Two main impediments stand in the way of presenting mathematics on the Web. First is the alphabet problem: Mathematicians have created a sprawling zoo of novel symbols and embellished or transformed versions of familiar characters. The nabla (∇) that appears in Maxwell’s equations is a notable example, and it is joined by hundreds of other unusual glyphs—∂, ∀, ⊥, ∫—not to mention the entire Greek alphabet and occasional borrowings from Hebrew and other languages. The difficulty of reproducing these characters has been alleviated to some extent by the recent adoption of Unicode fonts, which have room for a larger collection of glyphs than earlier font formats. But it’s still not to be taken for granted that every reader will have the necessary fonts installed.
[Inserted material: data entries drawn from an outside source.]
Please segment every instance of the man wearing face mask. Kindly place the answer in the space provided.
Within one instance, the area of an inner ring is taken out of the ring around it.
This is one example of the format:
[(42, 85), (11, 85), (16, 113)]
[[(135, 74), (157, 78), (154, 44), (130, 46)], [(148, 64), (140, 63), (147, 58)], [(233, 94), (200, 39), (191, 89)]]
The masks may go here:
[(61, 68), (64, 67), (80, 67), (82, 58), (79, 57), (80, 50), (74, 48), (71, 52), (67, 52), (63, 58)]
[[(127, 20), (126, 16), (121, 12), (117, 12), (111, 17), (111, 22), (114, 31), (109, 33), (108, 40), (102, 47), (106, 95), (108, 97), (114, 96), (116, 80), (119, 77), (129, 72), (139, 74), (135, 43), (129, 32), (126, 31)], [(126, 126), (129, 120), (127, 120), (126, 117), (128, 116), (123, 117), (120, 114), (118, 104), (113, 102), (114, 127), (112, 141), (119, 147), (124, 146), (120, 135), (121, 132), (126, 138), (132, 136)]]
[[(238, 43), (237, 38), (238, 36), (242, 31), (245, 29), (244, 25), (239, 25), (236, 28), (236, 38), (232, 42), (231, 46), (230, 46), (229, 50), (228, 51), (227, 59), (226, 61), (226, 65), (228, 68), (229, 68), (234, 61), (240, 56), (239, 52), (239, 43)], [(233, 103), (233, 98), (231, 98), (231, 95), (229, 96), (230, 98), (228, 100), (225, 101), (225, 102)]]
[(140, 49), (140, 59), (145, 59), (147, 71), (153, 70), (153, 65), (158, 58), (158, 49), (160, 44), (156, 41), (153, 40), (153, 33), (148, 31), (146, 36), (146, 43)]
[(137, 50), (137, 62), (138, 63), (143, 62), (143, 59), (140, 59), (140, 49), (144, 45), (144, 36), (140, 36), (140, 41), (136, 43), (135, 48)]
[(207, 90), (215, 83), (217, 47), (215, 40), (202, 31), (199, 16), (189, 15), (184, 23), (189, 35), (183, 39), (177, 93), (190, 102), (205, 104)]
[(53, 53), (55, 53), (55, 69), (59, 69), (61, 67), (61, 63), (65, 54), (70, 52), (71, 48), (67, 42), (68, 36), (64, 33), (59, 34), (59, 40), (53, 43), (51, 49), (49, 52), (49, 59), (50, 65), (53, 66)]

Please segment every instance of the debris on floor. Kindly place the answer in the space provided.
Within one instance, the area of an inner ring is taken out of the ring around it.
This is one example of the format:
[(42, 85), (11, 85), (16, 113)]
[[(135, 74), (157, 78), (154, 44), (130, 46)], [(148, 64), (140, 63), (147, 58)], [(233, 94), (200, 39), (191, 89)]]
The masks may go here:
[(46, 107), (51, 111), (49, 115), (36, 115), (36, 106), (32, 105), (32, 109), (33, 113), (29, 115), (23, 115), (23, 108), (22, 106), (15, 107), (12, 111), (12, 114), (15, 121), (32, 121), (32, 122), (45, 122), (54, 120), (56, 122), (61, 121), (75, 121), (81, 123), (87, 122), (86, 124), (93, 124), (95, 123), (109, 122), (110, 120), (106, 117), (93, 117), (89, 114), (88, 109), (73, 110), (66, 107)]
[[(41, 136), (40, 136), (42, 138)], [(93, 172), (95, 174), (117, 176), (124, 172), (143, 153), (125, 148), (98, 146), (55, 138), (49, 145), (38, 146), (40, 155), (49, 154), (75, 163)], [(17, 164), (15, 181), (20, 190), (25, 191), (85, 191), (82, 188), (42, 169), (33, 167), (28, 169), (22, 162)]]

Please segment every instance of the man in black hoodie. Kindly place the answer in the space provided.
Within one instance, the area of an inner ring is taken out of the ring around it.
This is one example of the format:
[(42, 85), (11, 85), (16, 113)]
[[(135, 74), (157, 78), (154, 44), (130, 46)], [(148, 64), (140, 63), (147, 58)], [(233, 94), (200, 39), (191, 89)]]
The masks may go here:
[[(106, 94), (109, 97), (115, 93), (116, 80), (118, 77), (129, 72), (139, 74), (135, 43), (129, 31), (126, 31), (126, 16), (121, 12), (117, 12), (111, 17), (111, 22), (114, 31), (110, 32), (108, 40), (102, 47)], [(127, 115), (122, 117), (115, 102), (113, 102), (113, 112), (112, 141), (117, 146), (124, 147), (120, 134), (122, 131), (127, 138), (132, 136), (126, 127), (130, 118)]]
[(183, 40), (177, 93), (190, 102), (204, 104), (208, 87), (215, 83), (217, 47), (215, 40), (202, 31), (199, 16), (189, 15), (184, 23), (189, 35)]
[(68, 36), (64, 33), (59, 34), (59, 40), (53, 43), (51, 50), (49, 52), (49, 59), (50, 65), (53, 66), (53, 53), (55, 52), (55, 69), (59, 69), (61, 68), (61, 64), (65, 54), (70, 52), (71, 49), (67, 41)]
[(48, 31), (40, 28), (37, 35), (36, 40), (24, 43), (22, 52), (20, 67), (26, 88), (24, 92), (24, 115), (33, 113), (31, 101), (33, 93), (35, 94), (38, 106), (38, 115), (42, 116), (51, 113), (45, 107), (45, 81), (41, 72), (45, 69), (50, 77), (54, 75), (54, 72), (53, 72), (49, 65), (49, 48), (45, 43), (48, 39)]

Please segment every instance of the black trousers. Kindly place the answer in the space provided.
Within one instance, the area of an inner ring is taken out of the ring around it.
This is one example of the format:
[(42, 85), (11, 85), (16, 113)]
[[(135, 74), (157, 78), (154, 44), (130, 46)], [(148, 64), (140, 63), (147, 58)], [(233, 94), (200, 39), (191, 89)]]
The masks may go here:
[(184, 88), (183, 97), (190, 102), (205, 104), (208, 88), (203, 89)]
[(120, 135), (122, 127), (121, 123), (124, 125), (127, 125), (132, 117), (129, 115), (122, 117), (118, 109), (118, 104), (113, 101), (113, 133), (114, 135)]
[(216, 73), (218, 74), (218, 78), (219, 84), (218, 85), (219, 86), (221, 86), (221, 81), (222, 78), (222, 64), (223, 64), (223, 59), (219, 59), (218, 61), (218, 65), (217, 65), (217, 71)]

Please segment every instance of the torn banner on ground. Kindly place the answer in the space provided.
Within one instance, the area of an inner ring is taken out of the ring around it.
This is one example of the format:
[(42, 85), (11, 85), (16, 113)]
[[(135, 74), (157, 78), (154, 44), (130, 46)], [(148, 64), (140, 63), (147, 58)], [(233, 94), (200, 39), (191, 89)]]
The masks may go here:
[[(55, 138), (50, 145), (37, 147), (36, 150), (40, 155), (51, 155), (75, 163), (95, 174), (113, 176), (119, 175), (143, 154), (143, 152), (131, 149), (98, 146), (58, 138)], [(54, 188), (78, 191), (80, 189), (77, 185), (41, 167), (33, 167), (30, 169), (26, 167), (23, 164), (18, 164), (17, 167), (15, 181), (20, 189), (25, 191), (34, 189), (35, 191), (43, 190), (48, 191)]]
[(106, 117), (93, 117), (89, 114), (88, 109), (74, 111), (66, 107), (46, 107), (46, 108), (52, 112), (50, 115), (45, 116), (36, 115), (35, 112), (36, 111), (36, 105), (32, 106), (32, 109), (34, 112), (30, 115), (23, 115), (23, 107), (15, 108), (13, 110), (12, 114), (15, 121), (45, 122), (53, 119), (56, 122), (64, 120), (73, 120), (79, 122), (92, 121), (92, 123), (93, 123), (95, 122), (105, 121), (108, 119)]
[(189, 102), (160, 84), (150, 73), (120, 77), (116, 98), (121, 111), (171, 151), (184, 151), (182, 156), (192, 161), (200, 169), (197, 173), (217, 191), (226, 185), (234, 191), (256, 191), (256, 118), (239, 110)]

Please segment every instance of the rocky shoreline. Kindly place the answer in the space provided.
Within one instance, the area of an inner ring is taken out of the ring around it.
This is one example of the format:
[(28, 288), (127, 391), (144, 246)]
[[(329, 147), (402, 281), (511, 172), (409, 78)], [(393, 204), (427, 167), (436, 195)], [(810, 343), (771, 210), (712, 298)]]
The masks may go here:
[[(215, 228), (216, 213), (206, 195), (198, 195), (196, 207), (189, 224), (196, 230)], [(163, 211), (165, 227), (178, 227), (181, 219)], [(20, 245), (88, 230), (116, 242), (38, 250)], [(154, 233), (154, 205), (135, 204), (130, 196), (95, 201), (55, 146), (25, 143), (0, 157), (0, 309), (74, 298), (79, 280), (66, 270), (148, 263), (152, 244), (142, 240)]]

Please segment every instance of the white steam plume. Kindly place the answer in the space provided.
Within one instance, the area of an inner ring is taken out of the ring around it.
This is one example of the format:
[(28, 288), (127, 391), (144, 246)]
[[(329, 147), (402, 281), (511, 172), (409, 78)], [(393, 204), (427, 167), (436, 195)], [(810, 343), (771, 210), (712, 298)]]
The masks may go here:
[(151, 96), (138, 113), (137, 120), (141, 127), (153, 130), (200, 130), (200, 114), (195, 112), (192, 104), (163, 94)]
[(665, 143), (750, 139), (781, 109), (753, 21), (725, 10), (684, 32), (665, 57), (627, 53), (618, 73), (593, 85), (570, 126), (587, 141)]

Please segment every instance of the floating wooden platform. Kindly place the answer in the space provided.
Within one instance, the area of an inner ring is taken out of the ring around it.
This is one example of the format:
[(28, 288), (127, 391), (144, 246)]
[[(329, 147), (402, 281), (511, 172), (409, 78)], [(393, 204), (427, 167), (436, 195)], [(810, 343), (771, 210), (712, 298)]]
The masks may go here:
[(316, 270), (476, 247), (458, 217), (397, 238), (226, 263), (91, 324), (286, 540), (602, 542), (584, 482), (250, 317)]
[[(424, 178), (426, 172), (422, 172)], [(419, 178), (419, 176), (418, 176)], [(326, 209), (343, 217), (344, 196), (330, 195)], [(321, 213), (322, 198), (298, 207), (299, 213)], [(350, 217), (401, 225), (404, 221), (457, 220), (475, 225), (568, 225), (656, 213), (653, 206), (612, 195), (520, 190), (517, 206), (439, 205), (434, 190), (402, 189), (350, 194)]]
The second problem is one of layout. Mathematical notation is two-dimensional; in order to represent a matrix, say, or a summation with upper and lower bounds, it’s necessary to specify the exact x and y coordinates of symbols. Some elements of mathematical notation, such as brackets and the radical that designates a square root, vary in shape and size as well as position. Encoding such geometric information in HTML and CSS is not impossible, but it stretches the technology to its limit.

Early in the history of the Web, a group of mathematicians and other interested parties gathered to address this issue in a systematic way. The result was a new markup language called MathML, which was endorsed in 1998 by the World Wide Web Consortium. I’ll return below to the present status and future prospects of MathML, but it will suffice for now to note that most of the mathematical notation to be found on the Web is not encoded in MathML. Instead it relies on a variety of ingenious but ad hoc workarounds. Most often there is a TeX system somewhere in the background.

One common strategy is to convert a mathematical expression to an image, or “bitmap.” In some cases each symbol becomes a separate image, and multiple images have to be assembled and carefully positioned to represent an equation. In other cases an entire equation is encapsulated in a single image. The practice takes us back to the pre-alphabetic tradition of pictographic writing.

Pictograms have one big advantage: Any symbol, no matter how arcane, can be displayed in any browser. But there are also drawbacks. Symbols in the images may not blend well with typefaces on the page, and it’s hard to control size, spacing and alignment. A math-intensive document could have hundreds of small images, which are slow to load and display. Images cannot be copied and pasted in the same way that text can, and the equations cannot easily be edited or revised.

But relying on fonts to supply mathematical symbols also has hazards. The author of a Web page cannot know what fonts are available on the reader’s computer, or which of the available fonts will be selected for any given symbol. Thus a page that looks fine to the author may display very differently for some readers, or could be completely indecipherable.